Se é verdade que o secretário-geral comunista é “um desconhecido”, nas palavras do próprio, para a população em geral, “do ponto de vista do partido, no âmbito dos organismos de direcção, nas ligações no trabalho, são muitos anos de relacionamentos e de experiências concretas”.
“Admito que nessas relações de trabalho e também nas relações humanas os meus camaradas tenham olhado para mim com características que na opinião deles valiam mais do que propriamente a notoriedade”, completou.
Sobre os primeiros dias na qualidade de secretário-geral, Paulo Raimundo disse que tem tentado seguir o conselho que os camaradas lhe deram: “Há uma coisa que os meus camaradas me disseram, ‘não inventes’. E eu estou a levar isso muito à letra”, disse, entre risos.
Experiências profissionais curtas, mas intensas
O novo secretário-geral do PCP reconhece que foram curtas as suas experiências profissionais como carpinteiro e padeiro, mas sublinha que o ambiente em que cresceu o “habilita” à categoria de “operário” como o partido o apresentou.
Foram nove meses na carpintaria — “até dava um carpinteiro mediano” — e seis meses como padeiro, experiências “de facto curtas”, mas “muito intensas aliadas a uma realidade concreta”, disse, explicando que a classificação como operário, que deu alguma polémica, é feita a partir da forma como o PCP olha para a organização e composição da sociedade.
A classificação social atribuída pelo PCP aos dirigentes e funcionários tem a ver com o conjunto da experiência de vida: “Se eu tivesse estudado a vida inteira não seria um operário”, sintetiza. “E há um outro elemento que é o ambiente onde cresci. Nesse enquadramento, não quero ser injusto, mas quase de certeza que todos os meus amigos de infância e com quem cresci, nenhum deles teve a possibilidade de ir para a faculdade. A maior parte deles nem o nono ano tirou”, diz.
Também Paulo Raimundo terminou o ensino secundário já à noite e, nessa altura, a faculdade não era uma opção. Se tivesse tido possibilidade, teria ido para “belas-artes”, conta. Como exemplo do contexto social e económico em que viveu, na juventude, Paulo Raimundo, hoje com 46 anos, descreve: “Eu cheguei a receber em ‘tickets de refeição’, nem sei se ainda há. Eram uns títulos e trocava-se num restaurante ou num supermercado”.

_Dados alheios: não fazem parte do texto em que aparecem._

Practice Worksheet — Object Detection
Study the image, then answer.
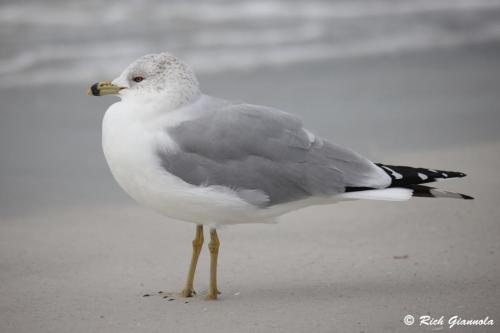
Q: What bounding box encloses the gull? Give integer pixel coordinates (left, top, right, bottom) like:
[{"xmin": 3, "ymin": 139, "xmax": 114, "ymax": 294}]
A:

E ainda outro exemplo que, considera, o identifica com as classes trabalhadoras: “costumo dizer que para mim não há economista melhor do mundo que a minha mãe. Nós trabalhávamos, eu, o meu irmão, o meu pai, e, no fim do mês entregávamos à minha mãe para ela fazer a gestão”.
Paulo Raimundo afirma não saber provérbios populares — marca d'água do antecessor Jerónimo de Sousa —, mas usa expressões “popularuchas” pelas quais pede desculpa na entrevista, quando avisou que não está como secretário-geral para “andar a encher chouriços”.
E ao que vem? “Não é olhar para o umbigo e pensar, em termos eleitorais, que arranjo se vai fazer. Não é isso, é olhar para os problemas das pessoas e abrir caminhos a um projecto alternativo. E para isso é preciso estar no poder, não andamos aqui, desculpem a expressão, a encher chouriços”.
Sobre como chegou à militância, Paulo Raimundo recorda momentos “marcantes do ponto de vista pessoal”, no início dos anos 90, em que viveu as lutas estudantis no ensino secundário, no bairro da Bela Vista, em Setúbal, contra a Prova Geral de Acesso.
“Eu terei tomado a decisão mais certa na vida, mas também a mais arriscada”, assume. Quanto à família, havia simpatizantes comunistas, mas não na sua casa. E foi Raimundo que levou “há pouco tempo” a mãe a filiar-se no PCP.